Personal information
- Full name: Frank William Stubbs
- Date of birth: 27 September 1919
- Date of death: 16 May 1997 (aged 77)
- Original team(s): Fawkner
- Height: 192 cm (6 ft 4 in)
- Weight: 95 kg (209 lb)
- Position(s): Ruckman

Playing career^{1}
- Years: Club / Games (Goals)
- 1937–1941, 1945–1946: North Melbourne / 66 (17)
- 1947–1951: Camberwell / 70 (-)
- ^{1} Playing statistics correct to the end of 1946.

= Frank Stubbs (Australian footballer) =

Australian rules footballer

Frank William Stubbs (27 September 1919 – 16 May 1997) was an Australian rules footballer who played for North Melbourne in the Victorian Football League (VFL).

Used in the ruck, Stubbs had two stints at North Melbourne, separated by World War II. He was North Melbourne's best placed player at the 1940 Brownlow Medal, with nine votes.

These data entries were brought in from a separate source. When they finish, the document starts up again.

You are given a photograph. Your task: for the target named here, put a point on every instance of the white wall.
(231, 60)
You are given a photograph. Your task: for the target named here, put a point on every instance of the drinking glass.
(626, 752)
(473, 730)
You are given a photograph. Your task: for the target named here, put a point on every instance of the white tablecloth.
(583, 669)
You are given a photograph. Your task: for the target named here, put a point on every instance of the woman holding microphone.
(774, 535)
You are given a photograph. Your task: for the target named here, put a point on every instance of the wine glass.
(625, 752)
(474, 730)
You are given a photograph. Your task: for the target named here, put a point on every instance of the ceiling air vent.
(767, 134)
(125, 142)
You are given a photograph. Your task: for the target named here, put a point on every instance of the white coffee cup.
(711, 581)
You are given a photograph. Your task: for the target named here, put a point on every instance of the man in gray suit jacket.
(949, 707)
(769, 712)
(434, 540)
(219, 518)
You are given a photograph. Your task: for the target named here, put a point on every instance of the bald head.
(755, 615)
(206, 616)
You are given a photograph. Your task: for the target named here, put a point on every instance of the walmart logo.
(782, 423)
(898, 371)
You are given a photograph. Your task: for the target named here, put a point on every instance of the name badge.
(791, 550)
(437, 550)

Stubbs returned in 1945 and participated in their first ever finals match.

Stubbs finished his career at Camberwell, where he won each of their 'Best and Fairest' awards from 1948 to 1950. He also won the J. J. Liston Trophy in 1950, the club's first ever winner.

In 2003 he was named as the first ruckman in the club's Team of the Century.